问题
I have a routine that performs a few MKL calls on small matrices (50-100 x 1000 elements) to fit a model, which I then call for different models. In pseudo-code:
double doModelFit(int model, ...) {
...
while( !done ) {
cblas_dgemm(...);
cblas_dgemm(...);
...
dgesv(...);
...
}
return result;
}
int main(int argc, char **argv) {
...
c_start = 1; c_stop = nmodel;
for(int c=c_start; c<c_stop; c++) {
...
result = doModelFit(c, ...);
...
}
}
Call the above version 1. Since the models are independent, I can use OpenMP threads to parallelize the model fitting, as follows (version 2):
int main(int argc, char **argv) {
...
int numthreads=omp_max_num_threads();
int c;
#pragma omp parallel for private(c)
for(int t=0; t<numthreads; t++) {
// assuming nmodel divisible by numthreads...
c_start = t*nmodel/numthreads+1;
c_end = (t+1)*nmodel/numthreads;
for(c=c_start; c<c_stop; c++) {
...
result = doModelFit(c, ...);
...
}
}
}
When I run version 1 on the host machine, it takes ~11 seconds and VTune reports poor parallelization with most of the time spent idle.

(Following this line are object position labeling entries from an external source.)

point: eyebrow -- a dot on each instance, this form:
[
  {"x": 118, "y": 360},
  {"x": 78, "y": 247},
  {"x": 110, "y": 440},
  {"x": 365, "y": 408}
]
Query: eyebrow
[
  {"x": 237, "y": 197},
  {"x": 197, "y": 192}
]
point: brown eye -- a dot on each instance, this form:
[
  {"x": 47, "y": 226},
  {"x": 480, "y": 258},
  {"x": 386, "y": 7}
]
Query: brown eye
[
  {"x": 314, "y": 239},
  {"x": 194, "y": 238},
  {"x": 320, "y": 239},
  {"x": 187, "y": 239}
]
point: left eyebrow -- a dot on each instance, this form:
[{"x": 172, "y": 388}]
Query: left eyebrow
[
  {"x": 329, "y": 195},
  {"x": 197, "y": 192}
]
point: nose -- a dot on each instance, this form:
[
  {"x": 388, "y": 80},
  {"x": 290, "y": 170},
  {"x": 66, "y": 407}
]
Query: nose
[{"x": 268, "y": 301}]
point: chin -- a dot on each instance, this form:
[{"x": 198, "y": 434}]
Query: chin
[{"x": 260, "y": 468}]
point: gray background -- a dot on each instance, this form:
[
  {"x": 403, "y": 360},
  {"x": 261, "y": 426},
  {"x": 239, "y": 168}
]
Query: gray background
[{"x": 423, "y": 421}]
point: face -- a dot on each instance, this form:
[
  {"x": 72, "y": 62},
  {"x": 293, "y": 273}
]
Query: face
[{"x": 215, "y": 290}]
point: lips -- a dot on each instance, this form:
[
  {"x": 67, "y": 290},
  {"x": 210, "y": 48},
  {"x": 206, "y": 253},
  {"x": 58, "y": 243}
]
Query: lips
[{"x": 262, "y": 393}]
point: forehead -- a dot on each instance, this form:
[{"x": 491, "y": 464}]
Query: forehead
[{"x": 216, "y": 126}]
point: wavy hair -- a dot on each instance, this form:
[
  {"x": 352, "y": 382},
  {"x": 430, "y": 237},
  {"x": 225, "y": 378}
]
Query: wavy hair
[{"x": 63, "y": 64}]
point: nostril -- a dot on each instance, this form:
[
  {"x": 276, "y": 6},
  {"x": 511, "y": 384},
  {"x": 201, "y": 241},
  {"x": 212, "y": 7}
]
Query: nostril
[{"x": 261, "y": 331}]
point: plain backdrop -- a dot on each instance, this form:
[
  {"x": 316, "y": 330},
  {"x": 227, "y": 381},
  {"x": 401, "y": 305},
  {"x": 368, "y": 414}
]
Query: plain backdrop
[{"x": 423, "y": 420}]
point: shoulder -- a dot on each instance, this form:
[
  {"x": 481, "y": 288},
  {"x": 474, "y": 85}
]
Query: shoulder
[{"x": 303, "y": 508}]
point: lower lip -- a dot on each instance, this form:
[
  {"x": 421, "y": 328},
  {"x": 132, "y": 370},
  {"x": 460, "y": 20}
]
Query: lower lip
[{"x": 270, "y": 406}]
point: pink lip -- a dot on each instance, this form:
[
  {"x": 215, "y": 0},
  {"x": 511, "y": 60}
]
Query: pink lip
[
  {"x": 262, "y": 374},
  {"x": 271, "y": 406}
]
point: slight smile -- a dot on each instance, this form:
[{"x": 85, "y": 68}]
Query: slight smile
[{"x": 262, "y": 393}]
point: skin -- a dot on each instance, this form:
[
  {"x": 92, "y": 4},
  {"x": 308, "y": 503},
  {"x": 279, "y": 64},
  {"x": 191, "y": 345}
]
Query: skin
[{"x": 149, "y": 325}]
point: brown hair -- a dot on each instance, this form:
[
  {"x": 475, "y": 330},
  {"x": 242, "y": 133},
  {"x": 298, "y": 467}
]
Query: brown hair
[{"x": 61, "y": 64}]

Version 2 on the host machine takes ~5 seconds and VTune reports great parallelization (near 100% of the time is spent with 8 CPUs in use). Now, when I compile the code to run on the Phi card in native mode (with -mmic), versions 1 and 2 both take approximately 30 seconds when run on the command prompt on mic0. When I use VTune to profile it:
- Version 1 takes the same roughly 30 seconds, and the hotspot analysis shows that most time is spent in __kmp_wait_sleep and __kmp_static_yield. Out of 7710s CPU time, 5804s are spent in Spin Time.

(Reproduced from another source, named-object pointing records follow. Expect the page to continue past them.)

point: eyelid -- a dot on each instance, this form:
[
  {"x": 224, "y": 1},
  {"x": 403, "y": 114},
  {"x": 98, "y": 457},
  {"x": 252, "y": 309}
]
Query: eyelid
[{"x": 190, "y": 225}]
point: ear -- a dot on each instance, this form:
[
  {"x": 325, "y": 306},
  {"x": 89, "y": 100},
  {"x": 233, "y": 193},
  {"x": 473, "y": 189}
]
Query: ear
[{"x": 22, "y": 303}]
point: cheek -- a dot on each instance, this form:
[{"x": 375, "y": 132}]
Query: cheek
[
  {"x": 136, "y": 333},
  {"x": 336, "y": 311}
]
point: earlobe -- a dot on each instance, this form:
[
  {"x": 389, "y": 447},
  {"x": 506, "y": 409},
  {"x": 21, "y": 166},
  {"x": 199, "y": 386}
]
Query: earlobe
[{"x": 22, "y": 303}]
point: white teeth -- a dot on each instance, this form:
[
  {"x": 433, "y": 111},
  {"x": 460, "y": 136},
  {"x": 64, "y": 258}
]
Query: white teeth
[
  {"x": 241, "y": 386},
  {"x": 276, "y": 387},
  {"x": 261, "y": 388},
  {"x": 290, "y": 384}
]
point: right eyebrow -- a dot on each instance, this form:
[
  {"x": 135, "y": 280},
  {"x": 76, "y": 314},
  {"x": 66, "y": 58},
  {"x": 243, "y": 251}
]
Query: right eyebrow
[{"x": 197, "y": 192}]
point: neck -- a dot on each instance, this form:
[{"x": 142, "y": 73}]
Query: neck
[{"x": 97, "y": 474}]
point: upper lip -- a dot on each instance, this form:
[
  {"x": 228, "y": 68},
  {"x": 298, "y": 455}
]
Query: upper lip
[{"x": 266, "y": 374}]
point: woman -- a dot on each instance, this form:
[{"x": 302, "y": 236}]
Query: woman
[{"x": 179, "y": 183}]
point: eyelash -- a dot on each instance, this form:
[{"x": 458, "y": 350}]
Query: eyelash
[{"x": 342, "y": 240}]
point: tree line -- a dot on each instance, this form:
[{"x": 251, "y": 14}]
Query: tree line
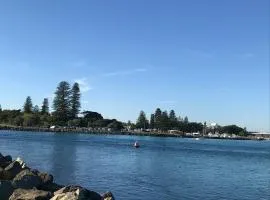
[
  {"x": 65, "y": 109},
  {"x": 162, "y": 121}
]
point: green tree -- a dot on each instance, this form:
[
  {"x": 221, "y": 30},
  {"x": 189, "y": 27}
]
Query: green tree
[
  {"x": 142, "y": 121},
  {"x": 152, "y": 121},
  {"x": 158, "y": 118},
  {"x": 164, "y": 120},
  {"x": 28, "y": 106},
  {"x": 61, "y": 103},
  {"x": 45, "y": 106},
  {"x": 172, "y": 115},
  {"x": 186, "y": 119},
  {"x": 36, "y": 109},
  {"x": 75, "y": 100}
]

- Version 2 takes fooooorrrreevvvver... I kill it after running a couple minutes in VTune. The hotspot analysis shows that of 25254s of CPU time, 21585s are spent in [vmlinux].
Can anyone shed some light on what's going on here and why I'm getting such bad performance? I'm using the default for OMP_NUM_THREADS and set KMP_AFFINITY=compact,granularity=fine (as recommended by Intel). I'm new to MKL and OpenMP, so I'm certain I'm making rookie mistakes.
Thanks, Andrew
回答1:
The most probable reason for this behavior given that most of the time is spent in OS (vmlinux), is over-subscription caused by nested OpenMP parallel region inside MKL implementation of cblas_dgemm()
and dgesv
. E.g. see this example.
This version is supported and explained by Jim Dempsey at the Intel forum.
回答2:
What about using MKL:sequential library? If you link MKL library with sequential option, it doesn't generate OpenMP threads inside of the MKL itself. I guess you may get better results than now.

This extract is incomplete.